HbA1c gives you a 90-day average of blood glucose management. For athletes interested in body composition, this tells you more about your metabolic health than any single fasting glucose reading.

Insulin alongside glucose gives a clearer picture of insulin sensitivity. You can have normal glucose and elevated insulin for years before anything shows up on a standard test.

Inflammation

hs-CRP (high-sensitivity C-reactive protein) is a general inflammation marker. In athletes, chronically elevated hs-CRP can indicate overtraining, poor recovery, or an underlying issue that wearable data alone will never surface.

Lipids

The standard panel (total cholesterol, LDL, HDL, triglycerides) still matters, especially when combined with ApoB which is increasingly considered the best single predictor of cardiovascular risk. Endurance athletes sometimes have paradoxically poor lipid profiles despite being “fit.” Worth checking.

Thyroid

TSH, free T3, and free T4 round out the picture. Subclinical hypothyroidism causes fatigue, weight gain, and cold intolerance that looks exactly like overtraining. Common in women, underdiagnosed in men.

“Normal” is not optimal

This is the critical distinction. Clinical reference ranges on your pathology report are set to catch disease. They define the range where 95% of the general population falls. That population includes sedentary 70-year-olds and teenagers.

If you are training six days a week and trying to perform at your best, “normal” is not your benchmark. You want to know where you sit within that range and whether the number supports what you are trying to do.

Vitamin D at 52 nmol/L is “within range.” Most labs set the lower bound at 50. But performance-focused clinicians target 100 to 150 nmol/L. At 52, you are technically fine. Functionally, you are leaving recovery and bone density on the table.

Free testosterone at the bottom of the reference range might not trigger a flag from your GP, but it explains why you are losing muscle mass at 48 despite hitting the gym five days a week.

How often to test

For most athletes, twice a year is the sweet spot. Once at the start of a training block (baseline) and once mid-season or after a significant change in training load.

If you find something out of range and start supplementing or making changes, retest that specific marker at 8 to 12 weeks to see if the intervention is working.

More frequent than that is unnecessary unless you are managing a specific condition.

What P247 does with your blood work

This is where the data stack comes together.

P247 can now read your blood panel directly. Snap a photo of your pathology results or upload the PDF. The system extracts every marker, flags anything out of range, and gives you a plain-English summary of what matters and what to do about it.

But the real value is not in reading one panel. It is in connecting blood work to everything else. Your wearable data shows you that recovery has been poor for three weeks. Your blood panel shows your Vitamin D is at 48 and your ferritin is borderline. Now you have the full picture. Now you can actually fix it instead of guessing.

Over time, as you upload more panels, you can track trends for any marker. Watch your Vitamin D climb after supplementation. See your testosterone respond to better sleep. Connect the lines between what your blood says and what your wearable shows.

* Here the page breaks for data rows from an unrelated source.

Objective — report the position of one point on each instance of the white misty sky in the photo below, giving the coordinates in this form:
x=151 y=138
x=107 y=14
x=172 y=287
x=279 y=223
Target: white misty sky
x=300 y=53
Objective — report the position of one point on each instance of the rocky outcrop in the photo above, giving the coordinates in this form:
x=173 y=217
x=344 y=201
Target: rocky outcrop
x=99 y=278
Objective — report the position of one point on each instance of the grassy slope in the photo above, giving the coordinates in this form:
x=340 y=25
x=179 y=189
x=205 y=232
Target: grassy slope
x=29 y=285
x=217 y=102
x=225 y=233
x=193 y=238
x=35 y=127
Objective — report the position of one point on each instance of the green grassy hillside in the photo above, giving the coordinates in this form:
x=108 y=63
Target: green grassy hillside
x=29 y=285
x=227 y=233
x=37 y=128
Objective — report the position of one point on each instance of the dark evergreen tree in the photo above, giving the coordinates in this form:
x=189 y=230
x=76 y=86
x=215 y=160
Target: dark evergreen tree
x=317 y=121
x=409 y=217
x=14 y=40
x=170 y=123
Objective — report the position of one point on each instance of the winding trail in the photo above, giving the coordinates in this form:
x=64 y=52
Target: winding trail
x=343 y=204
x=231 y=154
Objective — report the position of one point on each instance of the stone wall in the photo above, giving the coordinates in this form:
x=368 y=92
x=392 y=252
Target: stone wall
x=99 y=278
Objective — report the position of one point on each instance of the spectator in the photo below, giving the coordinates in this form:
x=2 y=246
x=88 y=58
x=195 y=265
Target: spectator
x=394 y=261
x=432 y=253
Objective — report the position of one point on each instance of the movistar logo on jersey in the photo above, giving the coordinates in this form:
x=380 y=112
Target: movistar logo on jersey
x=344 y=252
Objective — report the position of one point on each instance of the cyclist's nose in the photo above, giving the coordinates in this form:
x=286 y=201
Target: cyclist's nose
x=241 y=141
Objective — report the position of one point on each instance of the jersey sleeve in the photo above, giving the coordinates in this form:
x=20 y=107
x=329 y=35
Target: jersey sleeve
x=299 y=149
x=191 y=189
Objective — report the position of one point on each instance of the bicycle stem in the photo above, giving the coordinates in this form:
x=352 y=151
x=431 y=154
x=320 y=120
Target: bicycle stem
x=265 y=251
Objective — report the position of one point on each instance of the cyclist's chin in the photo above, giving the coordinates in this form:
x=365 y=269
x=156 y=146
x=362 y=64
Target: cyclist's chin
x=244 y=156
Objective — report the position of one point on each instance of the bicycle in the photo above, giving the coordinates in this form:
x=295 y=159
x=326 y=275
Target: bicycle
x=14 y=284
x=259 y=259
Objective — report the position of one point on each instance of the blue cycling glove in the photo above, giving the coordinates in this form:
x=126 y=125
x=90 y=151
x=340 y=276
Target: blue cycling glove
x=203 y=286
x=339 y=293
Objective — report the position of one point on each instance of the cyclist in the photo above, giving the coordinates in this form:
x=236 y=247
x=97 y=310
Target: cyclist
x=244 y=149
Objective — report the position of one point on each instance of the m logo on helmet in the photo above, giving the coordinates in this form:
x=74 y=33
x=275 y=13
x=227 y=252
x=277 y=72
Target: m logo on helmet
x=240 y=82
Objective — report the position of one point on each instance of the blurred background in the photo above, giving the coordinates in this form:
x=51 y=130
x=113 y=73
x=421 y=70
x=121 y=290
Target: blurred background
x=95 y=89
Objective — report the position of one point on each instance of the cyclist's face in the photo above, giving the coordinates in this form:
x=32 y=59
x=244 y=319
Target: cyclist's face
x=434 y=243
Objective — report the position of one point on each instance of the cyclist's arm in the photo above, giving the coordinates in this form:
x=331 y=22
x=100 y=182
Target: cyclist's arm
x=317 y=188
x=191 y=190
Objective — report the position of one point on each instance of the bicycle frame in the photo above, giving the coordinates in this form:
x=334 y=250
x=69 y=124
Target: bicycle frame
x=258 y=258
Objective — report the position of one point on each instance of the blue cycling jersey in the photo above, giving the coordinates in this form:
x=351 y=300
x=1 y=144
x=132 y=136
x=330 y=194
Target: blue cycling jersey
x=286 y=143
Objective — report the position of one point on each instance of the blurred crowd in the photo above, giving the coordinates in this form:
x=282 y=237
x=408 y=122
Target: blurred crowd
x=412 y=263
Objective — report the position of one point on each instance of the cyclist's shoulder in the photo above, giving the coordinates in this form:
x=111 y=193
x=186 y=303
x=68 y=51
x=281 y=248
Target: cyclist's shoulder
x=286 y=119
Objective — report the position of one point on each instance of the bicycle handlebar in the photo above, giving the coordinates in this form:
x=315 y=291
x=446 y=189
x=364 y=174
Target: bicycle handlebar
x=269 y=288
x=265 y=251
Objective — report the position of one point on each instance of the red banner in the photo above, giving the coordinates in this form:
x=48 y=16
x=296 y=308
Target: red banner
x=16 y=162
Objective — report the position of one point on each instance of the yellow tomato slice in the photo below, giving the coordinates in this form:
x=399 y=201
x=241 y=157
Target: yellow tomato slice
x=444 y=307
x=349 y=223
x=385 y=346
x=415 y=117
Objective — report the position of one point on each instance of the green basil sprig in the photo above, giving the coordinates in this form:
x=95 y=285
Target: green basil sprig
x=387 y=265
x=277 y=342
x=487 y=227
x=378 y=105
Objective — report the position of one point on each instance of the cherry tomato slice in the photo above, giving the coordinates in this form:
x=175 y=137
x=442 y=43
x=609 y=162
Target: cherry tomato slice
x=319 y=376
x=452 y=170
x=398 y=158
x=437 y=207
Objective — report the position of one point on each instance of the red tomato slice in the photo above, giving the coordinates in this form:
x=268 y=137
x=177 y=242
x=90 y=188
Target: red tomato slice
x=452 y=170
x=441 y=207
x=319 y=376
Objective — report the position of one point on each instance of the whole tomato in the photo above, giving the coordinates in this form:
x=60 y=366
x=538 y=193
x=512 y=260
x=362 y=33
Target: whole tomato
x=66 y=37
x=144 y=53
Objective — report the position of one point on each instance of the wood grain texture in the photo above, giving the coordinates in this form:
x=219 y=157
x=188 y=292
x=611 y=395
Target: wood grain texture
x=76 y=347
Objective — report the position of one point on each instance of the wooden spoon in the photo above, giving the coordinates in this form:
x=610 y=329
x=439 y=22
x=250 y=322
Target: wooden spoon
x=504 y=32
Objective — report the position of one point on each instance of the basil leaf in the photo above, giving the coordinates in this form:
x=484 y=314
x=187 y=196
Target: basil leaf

That is the layer nobody else is building.

Getting started

  1. Ask your GP for a “comprehensive blood panel” and specifically request free testosterone, Vitamin D, ferritin, hs-CRP, full thyroid (TSH, free T3, free T4), and HbA1c. Most GPs will order these without pushback if you explain you are tracking athletic performance.
  2. Get the results (usually 2 to 5 business days).
  3. Open P247, go to Data, tap Blood Work, and scan the results with your camera or upload the PDF.
  4. Read the summary, check the flagged markers, and follow the recommended action.

That is it. Five minutes to close the biggest gap in your data stack.